Au cours du premier quart du XX e siècle, plus de 800 kilomètres de corde (chanvre et acier confondu) ont été consacrés à ce développement, ce qui a facilité le travail de la scène au cintre.

Palais Garnier
L’Opéra Garnier, ou Palais Garnier, est une vocation de théâtre national et de chorégraphie lyrique et un élément majeur du patrimoine du 9 ème arrondissement de Paris et de la capitale. Il est situé Place de l’Opéra, à l’extrémité nord de l’avenue de l’Opéra et au carrefour de nombreuses routes. Il est accessible en métro (station Opéra), par le RER (ligne A, station Auber) et en bus. Le bâtiment se distingue par un monument particulièrement représentatif de l’architecture éclectique et du style historiciste de la seconde moitié du xix e siècle. Sur une conception de l’architecte Charles Garnier retenu à l’issue d’un concours, sa construction, décidée par Napoléon III dans le cadre des transformations de Paris conduites par le préfet Haussmann et interrompues par la guerre de 1870, a été reprise au début de la Troisième République,

Conçu par l’architecte Charles Garnier en 1875, le Palais Garnier abrite un auditorium prestigieux et des espaces publics (grand hall, rotonde d’abonnés, salons), une bibliothèque-musée ainsi que plusieurs studios de répétition et ateliers.

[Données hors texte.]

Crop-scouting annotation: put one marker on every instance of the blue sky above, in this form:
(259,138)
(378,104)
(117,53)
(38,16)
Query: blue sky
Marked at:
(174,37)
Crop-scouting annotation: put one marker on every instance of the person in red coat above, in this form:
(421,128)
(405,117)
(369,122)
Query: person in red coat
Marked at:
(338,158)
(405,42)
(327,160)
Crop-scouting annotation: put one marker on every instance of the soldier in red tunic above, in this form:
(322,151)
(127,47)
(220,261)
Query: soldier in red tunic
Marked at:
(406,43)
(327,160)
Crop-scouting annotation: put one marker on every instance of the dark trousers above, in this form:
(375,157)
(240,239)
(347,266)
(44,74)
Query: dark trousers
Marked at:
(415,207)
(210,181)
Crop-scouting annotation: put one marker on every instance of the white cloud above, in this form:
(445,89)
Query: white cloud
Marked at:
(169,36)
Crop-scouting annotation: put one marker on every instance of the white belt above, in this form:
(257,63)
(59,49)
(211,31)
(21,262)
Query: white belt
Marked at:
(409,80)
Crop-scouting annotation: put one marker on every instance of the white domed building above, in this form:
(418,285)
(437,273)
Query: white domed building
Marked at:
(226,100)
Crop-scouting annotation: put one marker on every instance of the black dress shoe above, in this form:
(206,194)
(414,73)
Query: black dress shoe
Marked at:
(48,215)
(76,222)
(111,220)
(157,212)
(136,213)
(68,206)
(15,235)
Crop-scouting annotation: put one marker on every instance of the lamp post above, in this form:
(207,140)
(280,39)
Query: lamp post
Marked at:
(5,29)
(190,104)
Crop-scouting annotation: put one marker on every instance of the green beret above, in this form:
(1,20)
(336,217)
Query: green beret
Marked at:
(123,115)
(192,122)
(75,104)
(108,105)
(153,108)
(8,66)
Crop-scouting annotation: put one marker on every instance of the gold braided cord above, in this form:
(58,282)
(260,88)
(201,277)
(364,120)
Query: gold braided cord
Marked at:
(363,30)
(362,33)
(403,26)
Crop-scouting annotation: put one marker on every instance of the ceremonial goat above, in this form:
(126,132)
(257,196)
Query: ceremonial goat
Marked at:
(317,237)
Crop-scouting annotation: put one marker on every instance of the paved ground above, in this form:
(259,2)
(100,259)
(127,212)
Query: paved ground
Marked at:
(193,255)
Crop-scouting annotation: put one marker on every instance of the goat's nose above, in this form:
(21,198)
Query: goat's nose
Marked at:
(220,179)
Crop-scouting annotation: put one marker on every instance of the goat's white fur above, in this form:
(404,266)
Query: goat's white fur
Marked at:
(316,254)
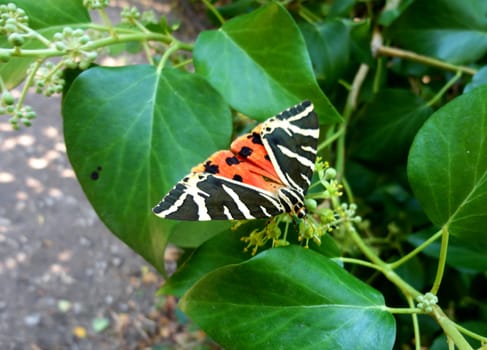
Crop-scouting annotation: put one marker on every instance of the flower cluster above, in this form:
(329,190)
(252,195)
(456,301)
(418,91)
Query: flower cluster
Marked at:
(426,302)
(130,15)
(96,4)
(13,23)
(48,80)
(72,43)
(24,115)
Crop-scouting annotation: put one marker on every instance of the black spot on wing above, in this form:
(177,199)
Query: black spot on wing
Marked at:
(256,139)
(211,168)
(245,152)
(232,161)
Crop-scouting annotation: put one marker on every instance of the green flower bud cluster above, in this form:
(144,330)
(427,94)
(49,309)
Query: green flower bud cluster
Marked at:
(148,17)
(130,15)
(426,302)
(72,43)
(12,21)
(96,4)
(48,80)
(22,116)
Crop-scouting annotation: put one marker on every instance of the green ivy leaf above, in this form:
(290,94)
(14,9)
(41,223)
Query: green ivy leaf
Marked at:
(289,298)
(259,63)
(46,17)
(461,254)
(479,79)
(228,248)
(223,249)
(387,126)
(329,48)
(131,134)
(451,30)
(447,166)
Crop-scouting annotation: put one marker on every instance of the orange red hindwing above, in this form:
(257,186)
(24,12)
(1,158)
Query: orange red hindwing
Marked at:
(265,173)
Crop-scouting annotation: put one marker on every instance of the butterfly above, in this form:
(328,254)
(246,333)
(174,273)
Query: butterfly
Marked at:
(265,173)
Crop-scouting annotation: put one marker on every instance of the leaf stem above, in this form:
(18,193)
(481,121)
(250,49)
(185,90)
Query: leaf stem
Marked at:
(28,83)
(414,317)
(350,106)
(416,251)
(359,262)
(412,56)
(442,260)
(404,310)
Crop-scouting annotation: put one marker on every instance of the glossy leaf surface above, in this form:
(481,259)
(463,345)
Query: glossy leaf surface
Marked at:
(164,125)
(289,298)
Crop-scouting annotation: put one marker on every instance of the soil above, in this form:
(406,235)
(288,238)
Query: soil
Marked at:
(66,281)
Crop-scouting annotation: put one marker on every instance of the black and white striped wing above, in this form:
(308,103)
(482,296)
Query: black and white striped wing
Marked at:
(291,140)
(203,196)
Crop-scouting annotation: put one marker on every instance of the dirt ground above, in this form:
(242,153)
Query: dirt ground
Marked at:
(66,281)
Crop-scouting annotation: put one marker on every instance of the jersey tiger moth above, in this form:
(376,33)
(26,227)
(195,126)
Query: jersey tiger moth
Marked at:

Le théâtre “à l’italienne”, dont le plafond a été peint par Marc Chagall en 1964, peut accueillir 2054 spectateurs. Avec près de 480 000 visiteurs par an, c’est l’un des monuments les plus visités de Paris. Il est classé monument historique depuis 1923.

Cet opéra s’appelait “Opéra de Paris” jusqu’en 1989, date à laquelle l’ouverture de l’Opéra Bastille, également opéra de Paris, a influencé son nom. Il est désormais désigné par le seul nom de son architecte: “Opéra Garnier” ou “Palais Garnier”. Les deux opéras sont désormais regroupés au sein de l’établissement public à caractère industriel et commercial “Opéra national de Paris”, établissement public français dont la mission est de mettre en œuvre des représentations lyriques ou de ballet de grande qualité. artistique. L’opéra Garnier est classé monument historique depuis le 16 octobre 1923.